"Le football est un moyen mais aussi un prétexte pour faire du social", explique Christophe Aubin, travailleur social et vice-président de "Remise en jeu", collectif d'associations de réinsertion qui organise ce tournoi entre équipes de "football solidaire".
"Le but est de leur permettre, malgré leur situation de vie difficile, de pratiquer une activité sportive pour aller mieux, pour remettre le corps en mouvement. Et quand le corps va bien, la tête va mieux aussi", ajoute-t-il.
Une vingtaine d'équipes de structures sociales telles que le Secours Catholique ou Emmaüs, venues pour la première fois de toute la France, participaient samedi matin à ce tournoi.
Au delà d'une simple activité sportive, le football permet aussi de réapprendre certaines valeurs de la vie en société. "Ces gens vivent de manière très individuelle. La vie à la rue est très dure et ils sont obligés de se battre, donc l'équipe leur apprend la dimension collective", note M. Aubin.
"Je joue au foot pour ne pas être seul, c'est une famille. Parce que la solitude, c'est dur", confirme David Tahar, 43 ans, qui vit en centres d'hébergement en Alsace après être "tombé dans l'alcool" il y a cinq ans.

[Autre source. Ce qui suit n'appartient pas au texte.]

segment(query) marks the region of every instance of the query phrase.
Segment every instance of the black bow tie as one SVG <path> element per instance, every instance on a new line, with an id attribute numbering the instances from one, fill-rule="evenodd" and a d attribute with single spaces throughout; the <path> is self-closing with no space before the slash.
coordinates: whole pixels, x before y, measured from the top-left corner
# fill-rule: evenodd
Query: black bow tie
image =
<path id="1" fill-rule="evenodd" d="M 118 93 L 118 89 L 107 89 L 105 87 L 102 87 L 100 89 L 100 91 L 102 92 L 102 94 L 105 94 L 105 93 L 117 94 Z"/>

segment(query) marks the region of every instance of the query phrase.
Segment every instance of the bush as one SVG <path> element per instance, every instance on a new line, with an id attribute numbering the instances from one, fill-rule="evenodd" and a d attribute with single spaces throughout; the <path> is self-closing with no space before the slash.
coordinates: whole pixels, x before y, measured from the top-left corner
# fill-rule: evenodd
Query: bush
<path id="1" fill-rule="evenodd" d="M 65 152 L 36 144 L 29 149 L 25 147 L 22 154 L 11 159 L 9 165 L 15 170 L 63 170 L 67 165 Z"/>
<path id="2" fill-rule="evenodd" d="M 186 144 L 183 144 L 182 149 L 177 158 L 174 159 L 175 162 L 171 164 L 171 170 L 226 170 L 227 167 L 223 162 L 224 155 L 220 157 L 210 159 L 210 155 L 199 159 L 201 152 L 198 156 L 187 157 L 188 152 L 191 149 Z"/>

"Et ce tournoi, c'est très important, ça permet de se libérer, de rencontrer d'autres gens dans la même situation, de créer des liens. Et de voir Paris", ajoute-t-il en agitant au bord du terrain une cigogne en peluche pour soutenir ses coéquipiers.
Le tournoi permettra de sélectionner les 8 joueurs qui partiront au Brésil pour la 9e Coupe du monde des sans-abris (18-26 septembre), un tournoi de football de rue à 4 contre 4.
"J'espère bien pouvoir y aller à la coupe du monde!", s'enflamme Cheick, qui se qualifie lui-même de "sans domicile fixe". "Je jouais au foot chez moi au bled, ça a changé ma façon de vivre de pouvoir rejouer", ajoute ce Guinéen de 34 ans.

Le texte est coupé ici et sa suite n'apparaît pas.